Published just last month in the International Journal of Digital Humanities, Jing Hu’s study mining Chosŏn envoys’ travelogues (Yŏnhaengnok 燕行錄) uses the text annotation tool MARKUS and the research platform DocuSky to illuminate various types of trade that was engendered by the Chosŏn tribute missions to Qing during the eighteenth and nineteenth centuries. Her work is noteworthy in that it clarifies specific details of a trading ecology that previous scholarship was only able to outline or characterize through individual case studies. This is because traditional methods such as the close reading of a set of texts is time consuming and yields unavoidably selective results. By leveraging the computational power of relational databases that draw upon a large text corpus of machine-readable data, Hu is able to offer a holistic view of Qing and Chosŏn trading activities surrounding tribute missions.
Critical to her project, and to all digital humanities projects in general, is the careful organization and annotation of her sources. Hu describes at length her selection of texts and the logic of her tags and markups. She also outlines the ontology that she created for the connections between her tagged entities which fall under the categories of people, places, and objects. This ontology is central to her relational markup where she identifies trade-related links with trigger words such as “bought” and “brokered.”
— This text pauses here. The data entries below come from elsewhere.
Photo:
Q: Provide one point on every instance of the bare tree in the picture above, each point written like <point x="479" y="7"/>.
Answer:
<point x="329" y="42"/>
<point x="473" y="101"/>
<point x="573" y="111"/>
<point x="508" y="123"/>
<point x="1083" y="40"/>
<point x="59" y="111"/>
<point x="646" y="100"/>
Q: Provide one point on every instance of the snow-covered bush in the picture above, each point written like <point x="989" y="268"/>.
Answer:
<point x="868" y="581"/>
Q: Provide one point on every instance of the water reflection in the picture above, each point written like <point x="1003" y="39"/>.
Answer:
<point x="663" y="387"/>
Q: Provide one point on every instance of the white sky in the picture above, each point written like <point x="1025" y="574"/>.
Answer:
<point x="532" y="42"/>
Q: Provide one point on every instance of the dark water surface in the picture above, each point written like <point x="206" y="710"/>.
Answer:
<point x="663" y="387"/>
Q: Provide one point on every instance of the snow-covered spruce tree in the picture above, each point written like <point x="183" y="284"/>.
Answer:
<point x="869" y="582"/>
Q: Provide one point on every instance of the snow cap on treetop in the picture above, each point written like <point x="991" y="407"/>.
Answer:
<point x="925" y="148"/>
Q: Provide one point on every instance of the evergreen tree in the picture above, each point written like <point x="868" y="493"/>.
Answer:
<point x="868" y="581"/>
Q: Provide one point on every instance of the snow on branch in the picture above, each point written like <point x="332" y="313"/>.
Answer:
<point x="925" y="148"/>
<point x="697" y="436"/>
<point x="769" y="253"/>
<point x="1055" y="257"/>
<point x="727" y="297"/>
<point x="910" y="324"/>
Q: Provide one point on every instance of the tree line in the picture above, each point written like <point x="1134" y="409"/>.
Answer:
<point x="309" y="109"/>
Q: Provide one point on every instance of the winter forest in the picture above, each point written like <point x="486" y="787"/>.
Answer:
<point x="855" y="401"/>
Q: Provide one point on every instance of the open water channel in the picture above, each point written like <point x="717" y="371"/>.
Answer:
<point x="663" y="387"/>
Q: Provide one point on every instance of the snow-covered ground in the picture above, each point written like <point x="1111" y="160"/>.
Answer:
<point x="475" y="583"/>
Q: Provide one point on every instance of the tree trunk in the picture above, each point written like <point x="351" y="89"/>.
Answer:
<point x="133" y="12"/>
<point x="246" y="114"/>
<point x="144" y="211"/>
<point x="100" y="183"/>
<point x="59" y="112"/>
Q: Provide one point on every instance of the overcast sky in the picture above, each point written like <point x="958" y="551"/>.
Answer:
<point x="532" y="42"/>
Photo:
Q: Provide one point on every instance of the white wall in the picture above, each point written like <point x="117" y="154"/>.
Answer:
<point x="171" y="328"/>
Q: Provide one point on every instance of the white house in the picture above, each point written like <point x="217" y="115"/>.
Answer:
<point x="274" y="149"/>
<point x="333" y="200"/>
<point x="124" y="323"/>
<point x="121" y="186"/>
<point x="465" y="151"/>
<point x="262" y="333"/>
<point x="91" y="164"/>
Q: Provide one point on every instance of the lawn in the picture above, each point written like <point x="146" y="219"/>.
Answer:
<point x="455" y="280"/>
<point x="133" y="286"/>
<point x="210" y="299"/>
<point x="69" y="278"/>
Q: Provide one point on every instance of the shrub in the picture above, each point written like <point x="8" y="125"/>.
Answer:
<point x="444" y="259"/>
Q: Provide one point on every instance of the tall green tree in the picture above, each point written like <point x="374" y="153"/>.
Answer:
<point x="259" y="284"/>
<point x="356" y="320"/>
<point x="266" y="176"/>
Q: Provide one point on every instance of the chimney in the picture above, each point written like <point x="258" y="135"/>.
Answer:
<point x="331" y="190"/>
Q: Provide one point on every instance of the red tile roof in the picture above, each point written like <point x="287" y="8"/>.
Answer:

What interested me most about her analysis was her use of K-MARKUS, the Korean version of MARKUS. MARKUS is a digital text annotation and analysis platform that features plug-ins from a wide array of Chinese, Japanese, and Korean historical datasets with strong emphasis on classical Chinese. Featuring machine-readable full texts from leading Korean organizations such as the Academy of Korean Studies, the Institute for the Translation of Korean Classics and the National Institute of Korean History, K-MARKUS offers the ease of working with a large quantity of premodern Korean texts within one environment. Its automated tagging and identification of Korean named people, places, bureaucratic titles, and book titles, also provides a tremendous amount of ready-made data for researchers to work with. This powerful and wide-reaching tool demands its own post and will be featured in an upcoming post. For now, I will just say that K-MARKUS’s automated annotation of named entities in premodern Chinese and Korean sources helped expedite Hu’s markup process considerably.
K-MARKUS’s compatibility with the Gephi platform allowed her to easily convert her textual data into network visualizations. These build on the connections between her tagged entities and the types of relationships they are linked by. Through the visualization, it becomes clear that interpreters functioned as a key node in the movement of traded goods through various intermediaries. One of her key findings is how central the interpreters of Chosŏn envoys were to the trade of contraband goods such as horses, books, and red ginseng. The analysis showed that through collaboration between interpreters, Qing merchants, and Chosŏn smugglers, a whole economy of official and non-official trade proliferated along the land route from the Korean peninsula to Beijing. Though analogue scholarship had obliquely pointed to such activities, Hu’s textual analysis of a large set of travelogues allowed her to flesh out the specifics of this cross-cultural trade.
Hu’s project struck me as a particularly successful case where a scholar was able to leverage the computational capabilities of digital tools as well as the aggregate availability of digitized texts to really make an argument about both the zoomed in features and the macro-scale social and cultural situation of Qing and Chosŏn trade. The article itself is easily accessible online and if you are looking for inspiration for DH related work or information about Chosŏn Korea, I would encourage anyone to read it.